The only possible defense.
The other alternative were clearly losing for Black. 14.Rxh8?! Rxh8 15.Bf1 Rh1; 16.Nc3, ( 16.Ke2? Bxg4+ and Black gives mate in 4 moves) 16...g2 Black is winning, White cannot prevent his opponent from getting a second Queen.
GM Emms writes: "This move elevates this game onto an altogether different plane. Black sacrifices a whole Rook simply to gain one tempo to push his g-pawn. The one tempo, however, makes all the difference!"
Soltis writes: " White had banked on the possible defense of: 14...Qh4 15.Rg2 Qh1+ 16.Bf1 Bxg4 17.Qxe4"

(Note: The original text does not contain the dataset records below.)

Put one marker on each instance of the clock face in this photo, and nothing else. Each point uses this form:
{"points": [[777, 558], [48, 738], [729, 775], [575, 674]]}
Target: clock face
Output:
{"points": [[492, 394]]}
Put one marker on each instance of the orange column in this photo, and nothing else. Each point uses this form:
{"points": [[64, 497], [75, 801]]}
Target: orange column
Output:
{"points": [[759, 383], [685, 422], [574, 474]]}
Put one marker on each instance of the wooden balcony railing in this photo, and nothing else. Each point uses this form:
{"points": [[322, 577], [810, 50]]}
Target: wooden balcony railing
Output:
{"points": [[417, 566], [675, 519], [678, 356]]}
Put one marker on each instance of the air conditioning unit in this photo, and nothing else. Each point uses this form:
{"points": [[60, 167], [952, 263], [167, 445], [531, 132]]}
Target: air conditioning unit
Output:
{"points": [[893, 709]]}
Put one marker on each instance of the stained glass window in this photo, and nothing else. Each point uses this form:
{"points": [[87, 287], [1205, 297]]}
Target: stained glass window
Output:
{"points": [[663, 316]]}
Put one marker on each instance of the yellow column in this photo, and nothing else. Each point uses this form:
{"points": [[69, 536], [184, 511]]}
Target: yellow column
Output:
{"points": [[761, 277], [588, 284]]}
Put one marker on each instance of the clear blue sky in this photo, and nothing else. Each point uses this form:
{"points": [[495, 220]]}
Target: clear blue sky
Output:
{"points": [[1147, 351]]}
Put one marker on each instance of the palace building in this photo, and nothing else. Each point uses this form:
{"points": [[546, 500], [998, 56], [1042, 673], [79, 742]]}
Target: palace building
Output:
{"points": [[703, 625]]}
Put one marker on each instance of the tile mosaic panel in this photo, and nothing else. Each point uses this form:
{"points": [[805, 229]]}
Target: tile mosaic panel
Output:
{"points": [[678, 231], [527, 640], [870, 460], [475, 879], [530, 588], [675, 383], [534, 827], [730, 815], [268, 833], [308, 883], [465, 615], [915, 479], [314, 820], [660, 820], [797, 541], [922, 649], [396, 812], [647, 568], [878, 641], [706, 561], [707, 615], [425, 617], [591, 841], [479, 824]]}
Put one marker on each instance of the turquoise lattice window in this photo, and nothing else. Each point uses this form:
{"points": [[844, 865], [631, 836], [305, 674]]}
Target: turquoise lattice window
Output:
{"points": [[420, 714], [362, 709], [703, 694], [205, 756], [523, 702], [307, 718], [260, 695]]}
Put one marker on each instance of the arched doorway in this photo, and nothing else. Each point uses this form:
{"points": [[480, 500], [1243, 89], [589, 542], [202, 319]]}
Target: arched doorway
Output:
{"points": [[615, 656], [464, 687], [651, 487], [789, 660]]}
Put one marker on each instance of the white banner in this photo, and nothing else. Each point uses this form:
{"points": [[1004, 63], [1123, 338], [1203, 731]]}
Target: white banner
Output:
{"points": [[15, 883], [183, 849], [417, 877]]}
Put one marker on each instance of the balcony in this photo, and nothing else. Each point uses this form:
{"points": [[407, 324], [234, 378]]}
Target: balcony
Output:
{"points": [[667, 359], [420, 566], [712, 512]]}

GM J. Emms continues the analysis: 17...Rhe8 18.Be5, (Or 18.Qc2 Bxe3! 19.dxe3 Rxe3+)18...f6 19.Nc3, Black is clearly better.
15. Rxh1 g2!
This is the true point of the combination.
Probably the best.
White could have played: 16.Rg1 Qh4+; 17.Kd1 Qh1! 18.Qc3 Qxg1+; 19.Kc2 Qe1! Obviously 20.Na3 Qxe2; 21.Rg1 Bxe3! Black is obviously winning --Line by AJ Goldsby.
Usually when the Queen enters the attack, it is decisive.
17. Kd1 gxf1Q+
0 - 1.
After 18.Bxf1 Bxg4+ 19.Kc1 (19.Be2 Qh1#) 19...Qe1+ 20.Qd1 Qxd1# white is mated.
Tactical Themes: line opening, enticement, square vacation, pawn promotion, pin
Mating Themes: King in the Center, H-File mate, Diagnol mate, Bishop and Queen Mate
I consider this to be the 4th Greatest Attacking Game of All Time!